17:21 Monday 14th September 2015 BBC Radio Cambridgeshire
CHRIS MANN: More now on the election of Jeremy Corbyn as Labour Leader. He spent his first day fighting for the unions. He’ll be opposing Government plans to tighten the law on strike ballots and industrial action. I got reaction to that and to his election from Mark Serwotka, General Secretary of one of the country’s biggest unions, the Public and Commercial Services, PCS.
MARK SERWOTKA: I’m very excited about Jeremy’s election, not just because of the margin of his win, but because he’s enthused so many people in actually putting forward a very different set of policies to the people of this country, something very different from what we’ve had for many many years. And I think that’s got to be a really good thing for those who want to see a very different kind of society.
CHRIS MANN: Of course the extraordinary thing is he struggled to get enough MPs nominating him, but there were the Party members, who elected him as you say with an overwhelming majority. That suggests a very split party, the views of the MPs not reflecting those of the membership.

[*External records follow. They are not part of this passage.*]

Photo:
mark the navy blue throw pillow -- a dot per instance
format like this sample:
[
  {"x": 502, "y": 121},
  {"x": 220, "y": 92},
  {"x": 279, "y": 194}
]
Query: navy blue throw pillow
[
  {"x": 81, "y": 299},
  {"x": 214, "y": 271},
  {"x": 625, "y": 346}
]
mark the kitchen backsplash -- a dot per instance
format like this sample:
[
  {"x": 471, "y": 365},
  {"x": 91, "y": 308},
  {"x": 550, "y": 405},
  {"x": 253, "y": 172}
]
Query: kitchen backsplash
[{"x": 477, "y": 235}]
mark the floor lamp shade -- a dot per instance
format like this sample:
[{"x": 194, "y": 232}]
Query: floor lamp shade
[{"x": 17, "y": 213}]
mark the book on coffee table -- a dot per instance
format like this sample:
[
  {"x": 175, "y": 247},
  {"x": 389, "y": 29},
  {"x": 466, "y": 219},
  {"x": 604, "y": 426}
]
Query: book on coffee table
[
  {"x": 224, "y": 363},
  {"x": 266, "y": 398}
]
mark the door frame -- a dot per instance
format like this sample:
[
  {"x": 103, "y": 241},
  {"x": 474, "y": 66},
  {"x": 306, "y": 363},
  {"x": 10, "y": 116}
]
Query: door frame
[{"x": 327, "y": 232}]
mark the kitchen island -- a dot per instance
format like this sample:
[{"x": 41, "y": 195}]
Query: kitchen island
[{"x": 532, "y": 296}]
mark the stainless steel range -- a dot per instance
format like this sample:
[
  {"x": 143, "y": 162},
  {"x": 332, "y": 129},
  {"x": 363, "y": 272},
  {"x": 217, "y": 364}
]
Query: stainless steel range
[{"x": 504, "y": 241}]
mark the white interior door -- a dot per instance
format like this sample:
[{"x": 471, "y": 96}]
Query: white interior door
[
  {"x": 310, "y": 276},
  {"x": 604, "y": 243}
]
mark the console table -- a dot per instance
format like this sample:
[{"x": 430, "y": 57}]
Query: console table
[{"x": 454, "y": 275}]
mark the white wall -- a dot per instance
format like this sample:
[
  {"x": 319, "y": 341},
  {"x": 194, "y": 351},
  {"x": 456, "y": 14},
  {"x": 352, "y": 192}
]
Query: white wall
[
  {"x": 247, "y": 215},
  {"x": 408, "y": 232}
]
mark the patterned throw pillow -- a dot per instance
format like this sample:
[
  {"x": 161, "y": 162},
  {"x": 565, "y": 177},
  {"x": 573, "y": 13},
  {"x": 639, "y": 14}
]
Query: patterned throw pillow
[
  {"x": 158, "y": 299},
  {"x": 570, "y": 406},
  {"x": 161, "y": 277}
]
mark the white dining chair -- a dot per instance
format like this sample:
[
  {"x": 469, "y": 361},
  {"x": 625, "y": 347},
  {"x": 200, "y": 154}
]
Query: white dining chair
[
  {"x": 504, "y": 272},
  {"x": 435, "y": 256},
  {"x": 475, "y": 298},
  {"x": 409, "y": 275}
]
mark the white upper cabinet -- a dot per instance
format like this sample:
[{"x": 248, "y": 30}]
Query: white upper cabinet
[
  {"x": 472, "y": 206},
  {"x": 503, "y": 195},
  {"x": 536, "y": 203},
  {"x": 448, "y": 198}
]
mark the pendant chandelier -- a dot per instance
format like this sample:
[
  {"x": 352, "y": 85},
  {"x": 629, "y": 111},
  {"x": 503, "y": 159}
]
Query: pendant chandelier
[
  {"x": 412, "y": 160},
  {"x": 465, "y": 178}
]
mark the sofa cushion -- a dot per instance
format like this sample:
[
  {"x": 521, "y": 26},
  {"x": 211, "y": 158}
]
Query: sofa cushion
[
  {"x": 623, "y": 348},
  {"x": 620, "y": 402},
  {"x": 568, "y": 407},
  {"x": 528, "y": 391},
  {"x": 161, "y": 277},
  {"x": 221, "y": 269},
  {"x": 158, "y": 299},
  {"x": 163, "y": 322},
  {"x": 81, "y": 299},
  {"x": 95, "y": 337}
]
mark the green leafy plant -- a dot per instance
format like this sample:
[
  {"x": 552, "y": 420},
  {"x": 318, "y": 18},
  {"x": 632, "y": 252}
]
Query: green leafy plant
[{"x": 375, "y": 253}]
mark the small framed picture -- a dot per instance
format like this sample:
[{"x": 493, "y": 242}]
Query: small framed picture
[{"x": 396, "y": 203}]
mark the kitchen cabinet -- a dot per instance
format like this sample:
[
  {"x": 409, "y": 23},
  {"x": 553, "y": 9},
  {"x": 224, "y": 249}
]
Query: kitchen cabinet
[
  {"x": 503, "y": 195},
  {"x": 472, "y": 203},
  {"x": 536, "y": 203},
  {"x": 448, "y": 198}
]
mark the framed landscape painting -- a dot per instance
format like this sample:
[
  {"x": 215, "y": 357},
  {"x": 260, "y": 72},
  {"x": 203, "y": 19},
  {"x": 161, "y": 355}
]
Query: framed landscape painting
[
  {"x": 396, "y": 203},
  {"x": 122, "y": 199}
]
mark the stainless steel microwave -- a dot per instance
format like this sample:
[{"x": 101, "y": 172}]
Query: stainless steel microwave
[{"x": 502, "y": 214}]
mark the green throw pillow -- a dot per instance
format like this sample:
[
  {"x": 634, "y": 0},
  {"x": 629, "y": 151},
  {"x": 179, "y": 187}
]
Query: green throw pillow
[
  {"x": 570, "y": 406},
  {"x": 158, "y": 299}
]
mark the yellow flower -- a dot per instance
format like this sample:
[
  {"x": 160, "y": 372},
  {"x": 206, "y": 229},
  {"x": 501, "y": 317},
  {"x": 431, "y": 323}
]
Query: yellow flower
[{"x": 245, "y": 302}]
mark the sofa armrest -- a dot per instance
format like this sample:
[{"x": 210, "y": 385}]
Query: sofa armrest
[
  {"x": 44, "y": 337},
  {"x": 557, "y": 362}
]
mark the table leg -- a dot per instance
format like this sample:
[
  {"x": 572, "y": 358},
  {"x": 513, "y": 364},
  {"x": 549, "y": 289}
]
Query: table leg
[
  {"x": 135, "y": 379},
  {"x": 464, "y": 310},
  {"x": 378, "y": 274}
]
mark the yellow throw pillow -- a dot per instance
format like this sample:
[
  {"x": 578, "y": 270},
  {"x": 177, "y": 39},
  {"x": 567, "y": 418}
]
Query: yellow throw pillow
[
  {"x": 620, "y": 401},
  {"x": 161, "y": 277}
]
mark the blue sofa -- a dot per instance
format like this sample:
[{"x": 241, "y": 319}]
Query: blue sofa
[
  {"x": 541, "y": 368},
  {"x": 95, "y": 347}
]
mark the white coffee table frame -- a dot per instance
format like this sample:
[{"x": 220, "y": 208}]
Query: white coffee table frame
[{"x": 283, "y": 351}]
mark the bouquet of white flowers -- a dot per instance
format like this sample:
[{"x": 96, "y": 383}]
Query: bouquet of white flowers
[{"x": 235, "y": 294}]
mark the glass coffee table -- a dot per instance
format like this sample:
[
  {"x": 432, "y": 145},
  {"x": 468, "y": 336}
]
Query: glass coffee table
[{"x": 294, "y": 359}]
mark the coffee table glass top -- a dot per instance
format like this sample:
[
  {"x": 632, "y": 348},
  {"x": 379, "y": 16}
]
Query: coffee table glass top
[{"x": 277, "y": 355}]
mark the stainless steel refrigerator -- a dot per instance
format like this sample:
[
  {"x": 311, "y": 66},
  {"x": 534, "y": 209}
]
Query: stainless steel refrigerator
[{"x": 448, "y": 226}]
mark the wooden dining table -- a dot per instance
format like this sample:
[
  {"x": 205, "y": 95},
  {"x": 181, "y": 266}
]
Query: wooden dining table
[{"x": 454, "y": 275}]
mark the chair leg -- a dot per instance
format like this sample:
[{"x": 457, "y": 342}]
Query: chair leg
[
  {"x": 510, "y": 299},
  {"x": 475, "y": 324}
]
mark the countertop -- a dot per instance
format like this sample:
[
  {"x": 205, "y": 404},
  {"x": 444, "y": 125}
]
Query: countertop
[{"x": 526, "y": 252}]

MARK SERWOTKA: Well I think it does raise the question of whether the MPs are entirely in tune with the membership, and those who voted to support Jeremy through the registration scheme. But of course in the last twenty years in politics the Labour MPs in Parliament have actually been forced to conduct a debate with the Conservatives along very narrow lines. Austerity against austerity lite. What Jeremy offered was a very different economic strategy, one that is about a more equal society, that is against cuts in benefits for the poorest, that is for people paying tax when they are rich or a corporation. And we haven’t really had that in Parliament for years. So I think the fact that people will now be offered something so very different will electrify politics in Britain, which is why I don’t think David Cameron is happy about Jeremy’s election whatsoever. I think he’ll be quite worried about it.
CHRIS MANN: And it’s a long time isn’t it since the unions really cosied up to Labour. There was a suspicion wasn’t there between the two since Tony Blair took over. So is it beer and sandwiches again?